Coşan bir ekonomimiz olduğunu söyleyen Ekonomi Bakanı Nihat Zeybekci bu sefer kendi coştu...Yüzme havuzu açılışında “Bunları konuşmayacağım ama” dedikten sonra darbe gecesi Meclis’in önünde “üzerine yağmur gibi yağan” kurşunları anlattı. İyi ki de konuşmadı!

* * *

Neyse ki o gün hazırlıklı gitmiş Ekonomi Bakanı...  Bir silah üç şarjör... Bir bakan Meclis’e niye silahıyla gider, niçin yanına niçin üç şarjör alır, neye hazırlıklıdır, onu kimse anlamadı!
Belli ki Meclis’te çatışma çok çetin geçmiş, yanındaki milletvekili arkadaşlarına canlı teslim olmayacağını söylemiş. Hangi ülkenin var böylesine cesur bir Ekonomi Bakanı? Türkiye gerçekten çok şanslı!

* * *

Anlatmadıkları da var! Ben şahidim... Etrafımız sarılmıştı... Ortalık mahşer yeri...Biz korkudan titriyoruz, Ekonomi Bakanı usulca yere bıraktı tabancasını... Çıkardı çakısını, göğsünde Türk Bayrağı, daldı yezitlerin arasına...
Sesler kesildi bir süre sonra... Hepsini haklamıştı. Biz tam sevinirken bize sus işareti yaptı. Ekonomi Bakanı’nın uyarısıyla geç de olsa fark ettik üzerimize gelen tankı...
“Ben onu oyalarım” dedi, çıkardı tişörtünü bana verdi, taktiği de söyledi. Atıldı tankın üstüne... Cesurca yakaladı, fena salladı. Çok affedersiniz ben de arkadaki egzoza tişörtü tıkıştırmak suretiyle tankı da etkisiz hale getirdim.
Kendisi bana bu mevzudan bahsetmemem için söz verdirdi. Çoktan anlatmanın zamanı gelmişti. Herkes bunu bilmeliydi. Lakin halı saha açılışını bekleyemedim.
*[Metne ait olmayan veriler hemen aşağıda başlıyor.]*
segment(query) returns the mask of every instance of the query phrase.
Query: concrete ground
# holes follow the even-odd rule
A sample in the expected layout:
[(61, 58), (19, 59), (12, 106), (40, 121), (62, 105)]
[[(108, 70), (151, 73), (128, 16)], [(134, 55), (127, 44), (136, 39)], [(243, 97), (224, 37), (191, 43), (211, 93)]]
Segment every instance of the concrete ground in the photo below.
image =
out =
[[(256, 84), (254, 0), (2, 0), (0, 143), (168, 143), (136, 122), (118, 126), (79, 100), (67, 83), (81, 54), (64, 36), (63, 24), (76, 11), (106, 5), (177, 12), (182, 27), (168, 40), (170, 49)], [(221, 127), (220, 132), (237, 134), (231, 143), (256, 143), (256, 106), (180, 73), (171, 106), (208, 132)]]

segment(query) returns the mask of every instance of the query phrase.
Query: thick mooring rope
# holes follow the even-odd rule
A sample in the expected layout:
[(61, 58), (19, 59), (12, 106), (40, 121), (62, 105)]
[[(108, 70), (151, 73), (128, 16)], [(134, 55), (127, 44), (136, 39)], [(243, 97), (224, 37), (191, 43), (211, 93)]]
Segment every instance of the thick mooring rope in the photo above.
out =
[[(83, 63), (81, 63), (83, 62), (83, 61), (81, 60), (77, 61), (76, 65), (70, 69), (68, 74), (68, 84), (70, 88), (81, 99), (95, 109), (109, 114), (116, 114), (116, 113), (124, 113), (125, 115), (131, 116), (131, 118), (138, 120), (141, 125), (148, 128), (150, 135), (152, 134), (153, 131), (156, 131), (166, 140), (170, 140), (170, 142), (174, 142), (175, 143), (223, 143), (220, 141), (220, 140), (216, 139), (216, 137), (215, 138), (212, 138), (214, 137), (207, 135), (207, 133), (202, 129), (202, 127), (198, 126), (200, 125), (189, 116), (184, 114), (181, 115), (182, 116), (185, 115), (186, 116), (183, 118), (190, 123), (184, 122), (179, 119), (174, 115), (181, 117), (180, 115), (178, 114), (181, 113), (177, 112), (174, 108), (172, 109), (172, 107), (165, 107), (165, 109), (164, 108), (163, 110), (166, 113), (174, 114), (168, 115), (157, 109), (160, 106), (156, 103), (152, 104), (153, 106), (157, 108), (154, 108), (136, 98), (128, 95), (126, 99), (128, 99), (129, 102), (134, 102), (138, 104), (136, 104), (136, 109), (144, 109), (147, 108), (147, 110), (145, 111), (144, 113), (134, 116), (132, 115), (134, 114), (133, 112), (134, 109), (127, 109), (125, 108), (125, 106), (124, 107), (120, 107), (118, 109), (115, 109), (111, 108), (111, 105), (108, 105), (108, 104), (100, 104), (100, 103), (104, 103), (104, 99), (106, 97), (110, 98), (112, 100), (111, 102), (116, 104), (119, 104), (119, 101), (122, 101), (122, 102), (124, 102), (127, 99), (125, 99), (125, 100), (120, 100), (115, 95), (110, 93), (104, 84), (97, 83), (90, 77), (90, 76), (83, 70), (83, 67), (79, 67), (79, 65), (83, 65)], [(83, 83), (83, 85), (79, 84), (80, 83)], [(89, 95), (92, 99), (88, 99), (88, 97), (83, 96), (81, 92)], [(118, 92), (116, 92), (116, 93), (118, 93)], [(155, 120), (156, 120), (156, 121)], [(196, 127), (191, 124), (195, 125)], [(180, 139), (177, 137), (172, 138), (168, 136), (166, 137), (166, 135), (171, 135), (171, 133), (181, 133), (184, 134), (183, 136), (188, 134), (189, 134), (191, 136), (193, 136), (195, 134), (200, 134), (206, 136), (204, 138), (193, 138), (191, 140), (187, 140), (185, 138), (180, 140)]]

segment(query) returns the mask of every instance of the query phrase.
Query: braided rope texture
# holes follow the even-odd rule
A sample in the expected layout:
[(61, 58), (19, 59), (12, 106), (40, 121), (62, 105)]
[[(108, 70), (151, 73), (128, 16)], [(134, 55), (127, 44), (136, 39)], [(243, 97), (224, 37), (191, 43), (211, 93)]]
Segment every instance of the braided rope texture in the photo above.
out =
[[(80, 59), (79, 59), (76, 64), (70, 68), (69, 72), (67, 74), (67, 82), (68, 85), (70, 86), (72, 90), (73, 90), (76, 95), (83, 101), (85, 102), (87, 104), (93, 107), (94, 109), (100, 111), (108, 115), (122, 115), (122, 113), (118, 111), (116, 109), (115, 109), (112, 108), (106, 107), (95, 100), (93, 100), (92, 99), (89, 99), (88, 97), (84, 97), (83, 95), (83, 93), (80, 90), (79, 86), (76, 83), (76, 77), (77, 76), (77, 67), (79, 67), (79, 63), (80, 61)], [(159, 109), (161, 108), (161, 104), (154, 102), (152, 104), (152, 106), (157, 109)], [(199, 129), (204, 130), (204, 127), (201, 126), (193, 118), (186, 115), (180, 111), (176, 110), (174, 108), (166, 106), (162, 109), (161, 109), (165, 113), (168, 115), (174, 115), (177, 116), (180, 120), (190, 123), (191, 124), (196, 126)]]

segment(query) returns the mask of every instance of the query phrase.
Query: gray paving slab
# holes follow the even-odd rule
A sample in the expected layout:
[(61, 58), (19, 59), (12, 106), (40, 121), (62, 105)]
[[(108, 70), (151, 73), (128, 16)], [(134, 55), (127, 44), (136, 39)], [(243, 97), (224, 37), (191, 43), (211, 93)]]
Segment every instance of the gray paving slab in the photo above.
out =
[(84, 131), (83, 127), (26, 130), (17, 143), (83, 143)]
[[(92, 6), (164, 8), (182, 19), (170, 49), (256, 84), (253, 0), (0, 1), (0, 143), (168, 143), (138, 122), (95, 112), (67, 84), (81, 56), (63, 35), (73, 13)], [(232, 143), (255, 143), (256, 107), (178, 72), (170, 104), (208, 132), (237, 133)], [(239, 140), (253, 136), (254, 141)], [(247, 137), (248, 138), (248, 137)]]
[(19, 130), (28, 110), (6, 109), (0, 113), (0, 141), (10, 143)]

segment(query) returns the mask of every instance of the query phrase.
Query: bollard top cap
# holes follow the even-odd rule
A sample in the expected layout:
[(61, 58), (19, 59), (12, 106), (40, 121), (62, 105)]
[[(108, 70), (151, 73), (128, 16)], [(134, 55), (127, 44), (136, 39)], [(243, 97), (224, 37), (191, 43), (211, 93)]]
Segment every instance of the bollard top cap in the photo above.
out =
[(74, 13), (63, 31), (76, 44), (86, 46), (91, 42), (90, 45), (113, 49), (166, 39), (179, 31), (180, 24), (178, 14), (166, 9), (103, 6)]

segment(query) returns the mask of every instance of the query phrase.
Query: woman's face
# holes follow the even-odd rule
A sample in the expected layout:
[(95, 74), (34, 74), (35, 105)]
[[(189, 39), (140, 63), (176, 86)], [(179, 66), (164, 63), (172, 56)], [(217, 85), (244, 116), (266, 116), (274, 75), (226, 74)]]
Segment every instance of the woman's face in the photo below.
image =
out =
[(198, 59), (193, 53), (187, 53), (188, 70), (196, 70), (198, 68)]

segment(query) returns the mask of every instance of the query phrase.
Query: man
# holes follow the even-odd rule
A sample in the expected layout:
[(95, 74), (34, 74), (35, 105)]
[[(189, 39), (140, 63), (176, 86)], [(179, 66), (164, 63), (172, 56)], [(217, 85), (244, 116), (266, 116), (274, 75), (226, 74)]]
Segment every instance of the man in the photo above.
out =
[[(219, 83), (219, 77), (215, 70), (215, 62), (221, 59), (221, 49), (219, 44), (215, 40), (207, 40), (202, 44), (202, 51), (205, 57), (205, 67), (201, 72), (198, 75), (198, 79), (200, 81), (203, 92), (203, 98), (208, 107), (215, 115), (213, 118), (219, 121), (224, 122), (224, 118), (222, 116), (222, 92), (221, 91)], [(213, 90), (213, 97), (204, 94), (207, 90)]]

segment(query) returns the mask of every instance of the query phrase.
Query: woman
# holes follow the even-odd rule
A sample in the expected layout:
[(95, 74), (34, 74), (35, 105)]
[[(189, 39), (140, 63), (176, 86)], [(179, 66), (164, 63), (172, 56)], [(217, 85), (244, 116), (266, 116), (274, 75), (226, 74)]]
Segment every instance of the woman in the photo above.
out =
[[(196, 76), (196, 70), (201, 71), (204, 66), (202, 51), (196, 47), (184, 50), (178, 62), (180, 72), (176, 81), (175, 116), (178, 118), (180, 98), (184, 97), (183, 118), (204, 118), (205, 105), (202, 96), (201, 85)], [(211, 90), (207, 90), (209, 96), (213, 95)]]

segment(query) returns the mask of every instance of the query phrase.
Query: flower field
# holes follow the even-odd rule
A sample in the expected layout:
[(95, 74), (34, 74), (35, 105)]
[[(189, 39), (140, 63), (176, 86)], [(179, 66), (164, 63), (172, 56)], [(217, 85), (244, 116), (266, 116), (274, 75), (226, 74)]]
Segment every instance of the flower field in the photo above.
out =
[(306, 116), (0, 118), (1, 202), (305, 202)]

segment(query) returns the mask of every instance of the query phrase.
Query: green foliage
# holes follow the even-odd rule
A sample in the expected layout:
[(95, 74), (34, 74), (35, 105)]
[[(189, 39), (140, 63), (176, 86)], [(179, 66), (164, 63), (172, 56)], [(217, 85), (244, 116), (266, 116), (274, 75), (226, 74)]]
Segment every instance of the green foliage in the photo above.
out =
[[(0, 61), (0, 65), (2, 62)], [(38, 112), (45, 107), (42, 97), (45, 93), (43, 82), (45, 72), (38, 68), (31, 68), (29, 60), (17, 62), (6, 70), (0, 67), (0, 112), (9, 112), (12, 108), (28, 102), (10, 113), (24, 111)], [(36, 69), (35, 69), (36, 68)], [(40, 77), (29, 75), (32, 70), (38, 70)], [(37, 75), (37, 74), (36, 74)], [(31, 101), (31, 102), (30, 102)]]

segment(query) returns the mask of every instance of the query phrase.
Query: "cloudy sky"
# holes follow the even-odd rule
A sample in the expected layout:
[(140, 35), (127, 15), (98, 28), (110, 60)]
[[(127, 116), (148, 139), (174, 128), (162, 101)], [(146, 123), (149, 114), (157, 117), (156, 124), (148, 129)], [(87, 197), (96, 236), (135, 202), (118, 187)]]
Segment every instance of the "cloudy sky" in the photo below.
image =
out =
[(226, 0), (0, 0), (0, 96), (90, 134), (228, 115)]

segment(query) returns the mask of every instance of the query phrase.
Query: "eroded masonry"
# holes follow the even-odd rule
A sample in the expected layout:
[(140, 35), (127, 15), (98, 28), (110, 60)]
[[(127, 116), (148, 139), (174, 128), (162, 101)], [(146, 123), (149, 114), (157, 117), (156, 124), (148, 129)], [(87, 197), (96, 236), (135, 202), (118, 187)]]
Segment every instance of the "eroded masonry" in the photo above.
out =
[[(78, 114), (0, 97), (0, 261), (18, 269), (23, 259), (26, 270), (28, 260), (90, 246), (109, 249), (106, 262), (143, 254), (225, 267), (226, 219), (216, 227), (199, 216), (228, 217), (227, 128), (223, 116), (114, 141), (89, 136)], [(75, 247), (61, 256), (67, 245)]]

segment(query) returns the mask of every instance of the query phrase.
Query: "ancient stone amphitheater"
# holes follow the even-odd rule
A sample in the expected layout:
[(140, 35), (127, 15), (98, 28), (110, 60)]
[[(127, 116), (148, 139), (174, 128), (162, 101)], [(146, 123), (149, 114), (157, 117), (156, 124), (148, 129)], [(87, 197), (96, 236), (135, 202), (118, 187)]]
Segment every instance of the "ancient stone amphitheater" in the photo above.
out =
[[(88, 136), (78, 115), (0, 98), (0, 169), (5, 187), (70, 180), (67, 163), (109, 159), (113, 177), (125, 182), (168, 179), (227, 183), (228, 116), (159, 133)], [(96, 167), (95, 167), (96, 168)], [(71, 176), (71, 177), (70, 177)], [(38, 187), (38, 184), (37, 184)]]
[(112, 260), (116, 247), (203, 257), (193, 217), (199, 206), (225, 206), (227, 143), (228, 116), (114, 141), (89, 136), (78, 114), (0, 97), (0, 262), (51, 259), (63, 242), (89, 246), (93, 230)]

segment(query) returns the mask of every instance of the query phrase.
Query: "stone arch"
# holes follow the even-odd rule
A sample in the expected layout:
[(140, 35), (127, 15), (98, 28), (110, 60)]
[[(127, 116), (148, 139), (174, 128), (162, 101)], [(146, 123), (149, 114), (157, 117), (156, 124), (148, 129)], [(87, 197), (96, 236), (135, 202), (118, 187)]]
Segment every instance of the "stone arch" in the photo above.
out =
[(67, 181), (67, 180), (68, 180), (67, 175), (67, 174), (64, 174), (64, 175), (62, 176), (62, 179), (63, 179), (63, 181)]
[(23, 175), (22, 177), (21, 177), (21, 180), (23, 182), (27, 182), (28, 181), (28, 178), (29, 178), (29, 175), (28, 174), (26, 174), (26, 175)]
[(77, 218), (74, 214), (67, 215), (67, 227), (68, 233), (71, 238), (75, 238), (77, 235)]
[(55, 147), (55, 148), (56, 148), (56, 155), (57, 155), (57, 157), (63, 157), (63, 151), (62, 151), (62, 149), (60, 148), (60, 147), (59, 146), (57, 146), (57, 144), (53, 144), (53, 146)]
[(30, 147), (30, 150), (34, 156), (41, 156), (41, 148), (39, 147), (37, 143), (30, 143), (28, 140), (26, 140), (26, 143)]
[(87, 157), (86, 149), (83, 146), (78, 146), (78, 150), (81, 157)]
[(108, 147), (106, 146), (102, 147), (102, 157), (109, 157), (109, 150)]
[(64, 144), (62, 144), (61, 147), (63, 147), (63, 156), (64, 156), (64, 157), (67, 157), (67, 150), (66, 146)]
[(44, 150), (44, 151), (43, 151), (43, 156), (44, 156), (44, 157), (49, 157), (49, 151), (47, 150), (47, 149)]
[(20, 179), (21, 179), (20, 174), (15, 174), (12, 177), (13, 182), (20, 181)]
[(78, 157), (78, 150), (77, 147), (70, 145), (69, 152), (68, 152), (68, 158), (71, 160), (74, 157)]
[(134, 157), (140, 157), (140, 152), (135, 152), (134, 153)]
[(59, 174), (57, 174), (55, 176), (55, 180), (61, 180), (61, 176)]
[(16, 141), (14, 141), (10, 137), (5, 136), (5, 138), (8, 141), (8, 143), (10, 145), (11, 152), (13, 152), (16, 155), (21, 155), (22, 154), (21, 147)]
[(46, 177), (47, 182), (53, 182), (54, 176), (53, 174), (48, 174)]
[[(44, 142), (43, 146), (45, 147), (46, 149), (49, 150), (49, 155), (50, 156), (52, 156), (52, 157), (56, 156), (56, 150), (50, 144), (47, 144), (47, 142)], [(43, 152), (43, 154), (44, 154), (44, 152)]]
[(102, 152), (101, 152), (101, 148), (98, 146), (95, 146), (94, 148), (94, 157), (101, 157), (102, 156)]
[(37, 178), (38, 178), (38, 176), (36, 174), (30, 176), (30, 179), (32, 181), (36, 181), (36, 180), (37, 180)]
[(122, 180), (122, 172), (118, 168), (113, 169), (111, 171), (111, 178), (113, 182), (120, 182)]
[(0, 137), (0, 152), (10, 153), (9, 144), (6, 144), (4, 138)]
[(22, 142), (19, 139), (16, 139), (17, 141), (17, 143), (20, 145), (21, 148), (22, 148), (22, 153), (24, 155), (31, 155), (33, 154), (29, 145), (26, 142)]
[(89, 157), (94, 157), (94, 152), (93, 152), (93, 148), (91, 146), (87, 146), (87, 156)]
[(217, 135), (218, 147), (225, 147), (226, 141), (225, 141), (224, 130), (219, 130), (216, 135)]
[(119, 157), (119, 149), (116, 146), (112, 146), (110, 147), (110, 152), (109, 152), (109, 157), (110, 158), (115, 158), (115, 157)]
Dikkat ederseniz bir helikopterden diğerine atlarken havada şarjör değiştirmesine hiç değinmedim!

* * *

Gerçekten konuşmak istemiyormuş yine de saniye saniye anlattı o gece yaşadıklarını. Konuşmak istese kim bilir neler anlatacaktı? Zira benim aklıma yattı!
Zarrab’a başarı plaketi vermişti. Peki, vermeyip de ne yapsaydı? Sonuçta adam Türkiye’nin cari açığını kapamıştı. Casus olduğu yeni ortaya çıktı.

* * *

Şimdi sizin aklınıza koca Ekonomi Bakanı’nın özgeçmişine İngiltere’de ekonomi eğitimi aldığını yazıp, sonradan bunun gerçek olmadığı anlaşılınca özgeçmişinden çıkarması geliyor ama o başka bu başka...
Nitekim iyi bildiğini söylediği Almanca’yı da unutmuş olacak ki, o da silinmişti özgeçmişten... Unutamaz mı insan?
OHAL’e karşı olduğunu söyleyip önüne gelince hemen imzayı basan hey gidi koca kahraman... Anladınız mı şimdi niye böyle bu ülkenin ekonomisi?